Горячились, припоминали старые позабытые обиды, возбужденно сучили кулаками. Не волновался только Кондратий Струкачев, сутулый длинноногий мужик в нахлобученной шапке. Сидел на корточках, прислонившись к стене, ковыряя соломкой в зубах, поплевывал под ноги. Разговоры о хорошем житье связывали его, убаюкивали и, как маленького, укладывали в легкую воздушную зыбку. Зыбка раскачивалась, поднималась, и Кондратий летел в ней в волшебное царство, не похожее на царство, в котором жил. Минутами неожиданно богател, отыскивая кем-то потерянное золото, минутами становился "большевиком". Целился из солдатской винтовки в буржуя, засевшего в большом двухэтажном дому, буржуй целился в него, и маленькая буржуйская пуля попадала перепуганному Кондратию прямо в сердце. Всплескивая руками, роняя винтовку, видел он плачущую Фиону с пятью ребятишками и долго не мог понять страшной проделанной шутки.
Был он устроен особенным образом. Дома не спал по целым ночам, перекатываясь с боку на бок, на народе засыпал, как назло. Незаметно слипались веки у него, гнулись колени, мешающие стоять во весь рост, падая, покачивалась утомленная голова. Все, что слышал про войну с буржуями, про старую надоевшую нужду и про хорошую жизнь, которую вел навстречу, - все это держало Кондратьевы мысли кольце. Иногда хотелось разорвать это кольцо, разгородить наставленные перегородки - не хватало силы.
- Ну ее к черту! Все равно ничего не сделаешь.
Сознанье, что ничего не сделаешь, убивало в нем и самые мысли о справедливо устроенной жизни. При одном напоминании о ней отмахивался от нее, как от чего-то невозможного, несуществующего. Не было веры, кидающей на борьбу за новую жизнь, а старую, отцовскую тащил, как короб, набитый ненужным тряпьем. В минуты душевного озлобления просыпалось звериное, волчье. Темные невидящие глаза наливались ненавистью, в которой сгорала повседневная робость, но вся эта ненависть обрушивалась не на жизнь, скалившую зубы, а на растрепанную, замученную Фиону, народившую лишних ребят.
Поздно вечером, когда стали расходиться по домам, Кондратий, заглядывая в лицо Кочету, неожиданно проговорил:
- Василий, ты знаешь, о чем я думаю?
- Где же я знаю! Не свят дух.
- Не осилим мы их, чертей.
- Кого?
- А вот этих самых буржуев. Корень здоровый у них.

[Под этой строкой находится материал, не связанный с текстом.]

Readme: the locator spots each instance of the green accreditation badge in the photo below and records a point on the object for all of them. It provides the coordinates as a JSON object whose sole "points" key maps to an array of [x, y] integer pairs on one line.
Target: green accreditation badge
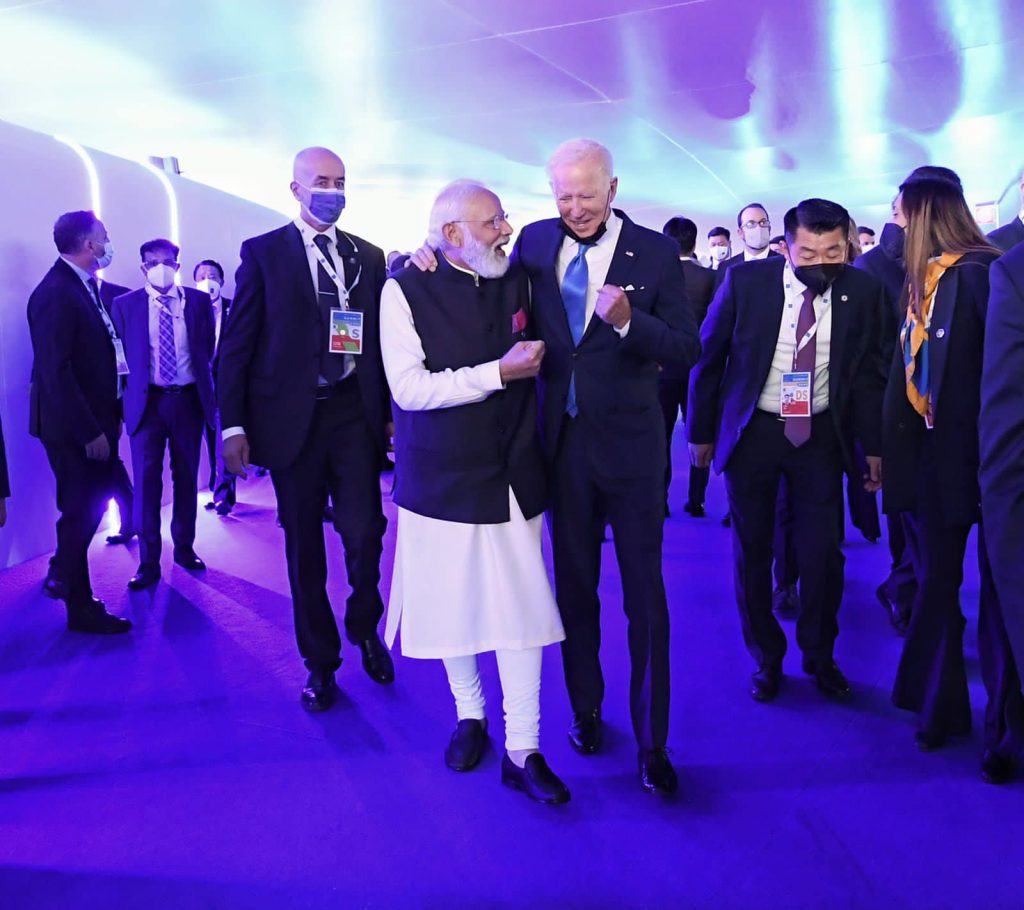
{"points": [[346, 332]]}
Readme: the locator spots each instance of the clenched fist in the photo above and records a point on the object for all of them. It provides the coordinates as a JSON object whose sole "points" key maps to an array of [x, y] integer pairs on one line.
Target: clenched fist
{"points": [[613, 306], [521, 361]]}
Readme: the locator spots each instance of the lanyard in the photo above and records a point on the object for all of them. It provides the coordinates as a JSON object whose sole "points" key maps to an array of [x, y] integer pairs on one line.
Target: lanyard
{"points": [[343, 292], [102, 312]]}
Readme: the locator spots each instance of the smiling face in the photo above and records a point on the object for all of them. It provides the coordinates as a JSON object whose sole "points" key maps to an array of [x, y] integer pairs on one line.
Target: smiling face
{"points": [[584, 195]]}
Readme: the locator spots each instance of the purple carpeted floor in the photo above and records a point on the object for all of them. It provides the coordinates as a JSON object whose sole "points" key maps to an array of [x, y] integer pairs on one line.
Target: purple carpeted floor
{"points": [[173, 768]]}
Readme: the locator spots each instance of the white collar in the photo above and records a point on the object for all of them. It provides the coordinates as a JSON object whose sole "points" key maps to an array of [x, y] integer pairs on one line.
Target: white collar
{"points": [[308, 231]]}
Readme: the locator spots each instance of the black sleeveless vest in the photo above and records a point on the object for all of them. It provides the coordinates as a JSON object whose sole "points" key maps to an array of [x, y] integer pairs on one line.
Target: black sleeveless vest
{"points": [[457, 464]]}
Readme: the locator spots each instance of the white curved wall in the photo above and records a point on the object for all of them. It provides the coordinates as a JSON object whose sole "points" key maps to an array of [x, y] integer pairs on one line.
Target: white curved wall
{"points": [[41, 178]]}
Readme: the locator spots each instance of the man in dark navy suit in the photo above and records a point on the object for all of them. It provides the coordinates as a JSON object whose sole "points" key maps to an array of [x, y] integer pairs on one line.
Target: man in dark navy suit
{"points": [[609, 303], [168, 333], [790, 358], [1001, 432], [673, 380], [1012, 232], [75, 406], [300, 395]]}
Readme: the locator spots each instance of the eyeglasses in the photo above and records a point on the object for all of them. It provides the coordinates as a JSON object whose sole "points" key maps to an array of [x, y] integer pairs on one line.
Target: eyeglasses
{"points": [[495, 222]]}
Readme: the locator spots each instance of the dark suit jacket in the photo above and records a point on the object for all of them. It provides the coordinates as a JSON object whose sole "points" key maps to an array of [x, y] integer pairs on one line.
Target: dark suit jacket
{"points": [[1009, 235], [954, 356], [615, 378], [699, 290], [270, 348], [74, 395], [131, 317], [738, 259], [4, 479], [892, 276], [1000, 430], [738, 341]]}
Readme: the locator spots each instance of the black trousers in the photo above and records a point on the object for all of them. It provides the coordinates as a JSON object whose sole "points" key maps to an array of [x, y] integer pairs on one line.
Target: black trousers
{"points": [[582, 497], [932, 676], [222, 484], [122, 493], [341, 458], [863, 505], [83, 490], [901, 586], [672, 395], [172, 420], [814, 477]]}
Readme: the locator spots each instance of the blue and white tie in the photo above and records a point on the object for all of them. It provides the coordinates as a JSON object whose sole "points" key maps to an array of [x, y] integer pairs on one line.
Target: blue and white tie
{"points": [[574, 299]]}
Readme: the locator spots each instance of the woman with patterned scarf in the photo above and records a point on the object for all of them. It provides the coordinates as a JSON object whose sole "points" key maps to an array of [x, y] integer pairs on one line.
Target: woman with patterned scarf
{"points": [[930, 464]]}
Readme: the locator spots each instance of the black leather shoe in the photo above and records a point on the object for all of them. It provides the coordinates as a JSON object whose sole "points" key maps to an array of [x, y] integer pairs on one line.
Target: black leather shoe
{"points": [[535, 779], [586, 732], [656, 773], [376, 660], [896, 620], [785, 602], [53, 587], [91, 616], [121, 537], [145, 576], [828, 678], [765, 683], [466, 746], [321, 691], [188, 560], [929, 740], [996, 769]]}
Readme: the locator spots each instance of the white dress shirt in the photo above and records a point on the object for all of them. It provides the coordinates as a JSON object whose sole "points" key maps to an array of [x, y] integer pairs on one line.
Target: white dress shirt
{"points": [[413, 386], [176, 307], [308, 232], [754, 257], [786, 345], [598, 263]]}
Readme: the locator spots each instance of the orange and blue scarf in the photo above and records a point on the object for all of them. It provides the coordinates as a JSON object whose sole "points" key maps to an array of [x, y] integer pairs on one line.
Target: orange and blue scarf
{"points": [[913, 339]]}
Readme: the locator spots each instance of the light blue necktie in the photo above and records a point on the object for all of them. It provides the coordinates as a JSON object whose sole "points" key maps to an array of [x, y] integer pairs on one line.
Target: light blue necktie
{"points": [[574, 299]]}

- Вытащим вместе с корнем.
- Нет, сам-деле. Я часто думаю, бывает даже немило ничего. Домой приду - тошно. Глазами так бы и сделал, как вы рассказывали, а подумашь-подумашь - кавыка выходит. Теперь ежели дедушку Лизунова взять - да разве его сковырнешь? Или Лизаровых с Перекатовым. Дубы! На карачках десять лет проползают. Как кошки они, истинный господь. Ударь кошку головой об угол - ноги вытянет. Ну, думаешь, мертвая, а она, окаянная, опять мяукает.
Синьков налетел на Кондратия:
- Каркаешь? Слюни разводишь?
- Я к примеру говорю.
- Никакого примера не надо, без примера примерим. А ежели боишься - дома сиди. Кто тебя звал?
- Ты вот что, Кондраха, - сказал Кочет. - Надоела тебе чертова жизнь, так и скажи. Пошли ее туда, где маленький был, и примыкай к нашей партии. Увидишь, какая история получится. Захотим гору повернуть - повернем, потому что - сила.
Сергей, Никаноров племянник, привел еще двоих: Ваню, коровьего пастуха, и Козью Бородку, нервно мигающего попорченными глазами. Громко сказал:
- Товарищи, хуже всего, когда мы не верим в свои силы. Надо верить - это раз. Надо бороться - это два. Сколько вас, обойденных?
- Ну да, много.
- Миллионы! Стоит нам дохнуть единым духом - богачи превратятся в пепел.
Уходя по улице, Кондратий добродушно посмеивался:
- Я, как самовар: подложи угольков побольше - шумлю, пар пускаю, прогорят угли - опять холодный. Характер, что ли, эдакий! Иной человек зарубит свою зарубку - не сдвинешь его, а я во все стороны хожу.
- Темный ты! Слепой.
- Ну да, слепой. Можа, мне калачи суют в рот, а я, дурак, выплевываю. Бестолковщина-матушка!
Прощаясь с Кочетом, Кондратий неловко поскреб за затылком:
- Василий, хочу спросить тебя.
- Ну?
- Вы вот нашего сословья: и ты и Трофим с Синьковым. Стараетесь для нашего брата, руку нашу держите, потому что наши вы. А вот ежели учительша - ее как раскусить? Суется везде и суется. По-моему, она подкуплена.